Bernardo Bertolucci's latest writer-director stint, a free adaptation of Alberto Moravia's book The Conformist, is a click from start to finish.
Bernardo Bertolucci’s latest writer-director stint, a free adaptation of Alberto Moravia’s book The Conformist, is a click from start to finish.
Basically, it’s the story of a coward, one of the thousands (millions?) who have, for self-aggrandizement or mere safe-playing self-preservation, ‘conformed’ to the transient ideological dictates of their times.
Marcello (Jean-Louis Trintignant) is such a coward. Just married (also a compromise), he’s sent to Paris by the Fascist espionage organization he’s joined and ordered to murder a leftist political refugee he once studied under in college, but procrastinates, his mind riddled with doubts and fears, his body attracted by the intended victim’s pretty wife who, possibly to save her husband’s life, seduces both Marcello and his bride.

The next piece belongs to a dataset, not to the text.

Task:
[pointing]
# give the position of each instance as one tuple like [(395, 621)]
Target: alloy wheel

Performances are first-rate down to smallest role, with Trintignant reliable as ever in a tailor-made role, Stefania Sandrelli excellent as his wide-eyed middle-class wife, and Dominique Sanda a definite screen presence of considerable promise as the other woman.
Pic is somewhat slow here and there and could stand some trimming to tighten and heighten. Windup is likewise redundant, and the weakest factor in an otherwise very satisfying powerful film.